So What IS Abuse?

Abuse.  What is “abuse”? defines abuse as:


1. to use wrongly or improperly; misuse: to abuse one’s authority. treat in a harmful, injurious, or offensive way: to abuse a horse; to abuse one’s eyesight.
3. to speak insultingly, harshly, and unjustly to or about; revile; malign.
4. to commit sexual assault upon.
5. Obsolete . to deceive or mislead.


6. wrong or improper use; misuse: the abuse of privileges.
7. harshly or coarsely insulting language: The officer heaped abuse on his men.
8.  bad or improper treatment; maltreatment: The child was subjected to cruel abuse.
9.  a corrupt or improper practice or custom: the abuses of a totalitarian regime.
10.  rape or sexual assault.

The problem with the above definitions is that they (for the most part) rely on definitions of behavior as defined by social perception.

For instance: “to use wrongly or improperly . . .”.  But what is “wrong”?  Right and wrong (or good and evil) are often defined by the people, who in turn define the society . . . which in turn begins to define the people, as well as what is “right” or “wrong” in this old world of ours.  Think of the kings and their decrees to do some wrong (usually in order to “right some right – or wrong” – depending on how you want to look at the thing.  A person named “Hitler” and the Nazi people are one that come to mind.)  And come to think of it, in the USA “we the people” use “them” (the ‘damned politicians’) to create our own rules regarding behaviors and things.

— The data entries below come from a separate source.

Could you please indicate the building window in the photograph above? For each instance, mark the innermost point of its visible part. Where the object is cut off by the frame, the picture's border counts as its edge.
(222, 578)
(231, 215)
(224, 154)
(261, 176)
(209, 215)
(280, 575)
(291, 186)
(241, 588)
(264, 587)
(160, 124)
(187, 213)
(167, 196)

But either way what it comes down to is what you “see” as “right” or “wrong” in a particular situation is going to be in large part defined by your own society (the one you live it), what you are taught (by parents and friends), your own heart, and the experiences you have gone through.

But either way, “right and wrong” are defined by YOU, and your own perceptions.  And therefore “abuse” can be defined as a thing based upon perceptions – yours, mine, his and hers – and the society that we have come to live in (and, it appears, are currently changing . . . but who’s “right” and “wrongs” and we believing??  Ours?  “Theirs”?  Or someone else’s?  Sometimes I (and we) find ourselves wondering.

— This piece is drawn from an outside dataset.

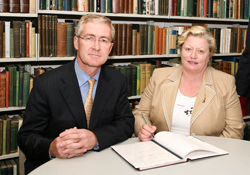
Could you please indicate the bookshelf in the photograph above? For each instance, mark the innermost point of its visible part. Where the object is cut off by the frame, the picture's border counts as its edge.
(165, 20)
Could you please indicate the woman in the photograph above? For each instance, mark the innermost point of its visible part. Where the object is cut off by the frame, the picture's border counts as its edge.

My wife (by current sexual definition) was sexually abused at an early age by an older man.  Yet she’s never had any trouble (not one iota!) – in ever dealing with it.   She was twelve – he was twenty-one – and “they were in love” (or at least she was in love with him.)

“I was mature for my age,” she stoutly defends.  And (really!) – she doesn’t have any problem with it at all – and I’m not going to make it a problem.  After all, it’s all in whether she’s been abused – and in her own perceptions she has NOT – therefore, if anyone is having a problem with it – who’s problem IS it?  Not hers – it’s the problem of the person who has the problem in accepting that she doesn’t have a problem with it – not one of hers.


It’s a hard issue to deal with sometimes.  “Was it abuse?”  or “Discipline for it’s own time?”.  Hard to say sometimes . . .

But this thing I know for sure:

Abuse is abuse when it affects you negatively for a lifetime or so.  Abuse is abuse when it makes you sad, down, and depressed.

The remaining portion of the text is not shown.